Por lo general pensamos que la comunicación en la familia es el intercambio verbal entre los miembros de una familia. Pero existen otros modos de comunicación además de la expresión verbal. Algunas veces el no decir nada dice mucho. El silencio puede expresar reserva sabia y afectuosa, ira frustrada, o casi cualquier emoción humana. Es triste decirlo, pero hay familias que muy a menudo se “comunican” con pistolas, cuchillos, o con los puños. Las estadísticas criminales nos informan que la familia es una de las instituciones más violentas de la tierra, cuando debiera ser un refugio de amor, apoyo y afecto mutuos. ¿Qué se puede hacer para que la comunicación entre familiares sea más sabia y afectuosa y haya menos frustración e ira? Se puede hacer muchísimo.
La mayoría de los problemas de comunicación se deben a que no tenemos el suficiente conocimiento de nuestra identidad espiritual. En lo más profundo de nuestro ser, a algunos de nosotros ni siquiera nos agrada nuestra propia persona. Lo que necesitamos es lo que una de mis amistades llama “sentirnos bien con Dios”. Cuando nos sentimos bien con Dios, lo que otros miembros de la familia dicen o insinúan no tiene ni siquiera aproximadamente el efecto que de otro modo tendría. Pero si nos sentimos separados de Dios, casi todo lo que otros digan o hagan puede ofendernos, a pesar de la intención que hayan tenido, y la familia entera puede sufrir las consecuencias.

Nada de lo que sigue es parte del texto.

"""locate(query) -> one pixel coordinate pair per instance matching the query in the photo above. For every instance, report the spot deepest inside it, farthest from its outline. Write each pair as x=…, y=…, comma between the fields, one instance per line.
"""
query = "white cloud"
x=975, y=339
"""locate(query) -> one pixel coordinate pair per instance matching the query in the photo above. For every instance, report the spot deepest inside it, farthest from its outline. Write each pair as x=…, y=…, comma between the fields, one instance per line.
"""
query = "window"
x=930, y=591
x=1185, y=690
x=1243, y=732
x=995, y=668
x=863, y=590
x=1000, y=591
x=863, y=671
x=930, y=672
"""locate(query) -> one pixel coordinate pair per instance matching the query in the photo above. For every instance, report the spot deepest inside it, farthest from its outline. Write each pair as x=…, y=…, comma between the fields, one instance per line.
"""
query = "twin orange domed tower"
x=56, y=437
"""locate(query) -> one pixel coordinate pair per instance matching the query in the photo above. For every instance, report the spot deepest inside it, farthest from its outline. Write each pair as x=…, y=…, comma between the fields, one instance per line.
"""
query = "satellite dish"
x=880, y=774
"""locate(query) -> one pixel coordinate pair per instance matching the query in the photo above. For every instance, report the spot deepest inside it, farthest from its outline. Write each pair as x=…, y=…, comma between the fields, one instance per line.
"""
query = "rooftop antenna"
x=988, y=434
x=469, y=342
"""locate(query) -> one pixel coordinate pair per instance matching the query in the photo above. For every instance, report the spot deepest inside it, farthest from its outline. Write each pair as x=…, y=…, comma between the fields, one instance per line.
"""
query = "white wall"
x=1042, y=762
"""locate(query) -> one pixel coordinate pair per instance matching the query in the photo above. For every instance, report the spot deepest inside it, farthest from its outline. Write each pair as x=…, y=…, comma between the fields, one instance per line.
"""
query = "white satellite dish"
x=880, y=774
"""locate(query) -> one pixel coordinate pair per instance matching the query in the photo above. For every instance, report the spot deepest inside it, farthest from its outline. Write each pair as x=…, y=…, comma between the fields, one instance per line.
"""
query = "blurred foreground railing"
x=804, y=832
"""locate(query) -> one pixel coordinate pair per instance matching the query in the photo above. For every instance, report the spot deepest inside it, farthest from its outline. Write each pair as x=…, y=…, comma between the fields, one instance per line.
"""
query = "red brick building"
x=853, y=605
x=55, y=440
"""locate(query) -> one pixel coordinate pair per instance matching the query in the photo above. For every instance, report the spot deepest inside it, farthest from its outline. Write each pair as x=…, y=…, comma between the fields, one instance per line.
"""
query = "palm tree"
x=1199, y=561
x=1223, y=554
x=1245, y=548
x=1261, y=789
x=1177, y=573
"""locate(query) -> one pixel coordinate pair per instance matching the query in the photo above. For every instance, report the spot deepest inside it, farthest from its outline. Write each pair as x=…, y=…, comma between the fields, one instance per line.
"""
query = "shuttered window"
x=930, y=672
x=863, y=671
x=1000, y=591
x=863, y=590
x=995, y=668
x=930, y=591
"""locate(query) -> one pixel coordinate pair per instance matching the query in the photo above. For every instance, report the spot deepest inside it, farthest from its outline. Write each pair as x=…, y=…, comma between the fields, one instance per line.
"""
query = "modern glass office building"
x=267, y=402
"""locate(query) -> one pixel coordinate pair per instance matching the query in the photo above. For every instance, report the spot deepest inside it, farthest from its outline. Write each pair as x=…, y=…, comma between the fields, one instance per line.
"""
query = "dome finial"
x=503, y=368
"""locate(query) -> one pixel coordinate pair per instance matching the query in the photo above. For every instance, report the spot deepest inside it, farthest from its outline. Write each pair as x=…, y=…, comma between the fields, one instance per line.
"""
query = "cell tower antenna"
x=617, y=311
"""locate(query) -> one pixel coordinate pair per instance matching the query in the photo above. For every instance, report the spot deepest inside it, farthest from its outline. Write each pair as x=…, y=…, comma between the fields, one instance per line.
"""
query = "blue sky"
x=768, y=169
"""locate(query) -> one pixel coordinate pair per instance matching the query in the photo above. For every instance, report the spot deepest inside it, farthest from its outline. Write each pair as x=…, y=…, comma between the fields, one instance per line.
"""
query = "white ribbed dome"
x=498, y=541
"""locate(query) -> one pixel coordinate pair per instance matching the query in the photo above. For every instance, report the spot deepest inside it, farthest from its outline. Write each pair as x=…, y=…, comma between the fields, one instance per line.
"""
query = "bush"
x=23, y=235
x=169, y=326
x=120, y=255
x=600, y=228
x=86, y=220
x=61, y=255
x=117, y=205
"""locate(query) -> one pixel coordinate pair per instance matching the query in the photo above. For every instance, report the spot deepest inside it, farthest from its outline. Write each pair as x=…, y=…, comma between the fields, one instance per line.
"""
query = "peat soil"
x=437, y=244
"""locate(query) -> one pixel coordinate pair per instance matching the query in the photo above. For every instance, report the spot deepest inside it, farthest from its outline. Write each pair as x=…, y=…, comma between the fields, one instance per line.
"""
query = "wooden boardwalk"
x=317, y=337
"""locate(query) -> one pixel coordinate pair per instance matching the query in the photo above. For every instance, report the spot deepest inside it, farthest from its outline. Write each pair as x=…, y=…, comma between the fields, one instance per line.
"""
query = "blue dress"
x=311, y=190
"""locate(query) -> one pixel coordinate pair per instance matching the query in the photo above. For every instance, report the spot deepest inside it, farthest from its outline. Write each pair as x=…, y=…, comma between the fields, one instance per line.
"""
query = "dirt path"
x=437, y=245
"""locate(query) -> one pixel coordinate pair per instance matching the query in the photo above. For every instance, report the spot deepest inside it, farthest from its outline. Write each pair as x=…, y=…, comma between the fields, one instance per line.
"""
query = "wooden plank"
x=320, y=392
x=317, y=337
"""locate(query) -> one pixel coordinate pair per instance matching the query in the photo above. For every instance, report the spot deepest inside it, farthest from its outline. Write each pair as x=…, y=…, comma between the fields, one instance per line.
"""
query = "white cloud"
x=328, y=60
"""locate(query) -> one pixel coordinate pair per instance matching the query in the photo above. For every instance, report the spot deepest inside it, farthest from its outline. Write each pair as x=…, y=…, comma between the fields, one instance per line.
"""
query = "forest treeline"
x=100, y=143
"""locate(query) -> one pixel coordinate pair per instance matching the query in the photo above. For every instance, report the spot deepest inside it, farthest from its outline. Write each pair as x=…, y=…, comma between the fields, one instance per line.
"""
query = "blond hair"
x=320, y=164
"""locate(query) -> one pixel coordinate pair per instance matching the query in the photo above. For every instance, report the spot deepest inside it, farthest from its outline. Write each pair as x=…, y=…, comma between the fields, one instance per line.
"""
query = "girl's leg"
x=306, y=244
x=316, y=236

Sentirnos en paz con Dios sencillamente significa aceptar y comprender lo que Dios siempre nos está comunicando: que el hombre es el hijo de Dios. A menudo esto nos parece un gran desafío, pero la espiritualidad del hombre es un hecho. Los cinco sentidos materiales no pueden comprenderlo. Mas todo ser humano tiene alma, o sentido espiritual, que es tanto parte de él o de ella como la fragancia es parte de una rosa. El sentido espiritual es la capacidad para oír a los ángeles, o las ideas de Dios. Estas ideas están continuamente fluyendo en la consciencia. Nos aseguran, en palabras que podamos comprender ahora, que somos, en verdad, el reflejo precioso de Dios, o sea el hombre.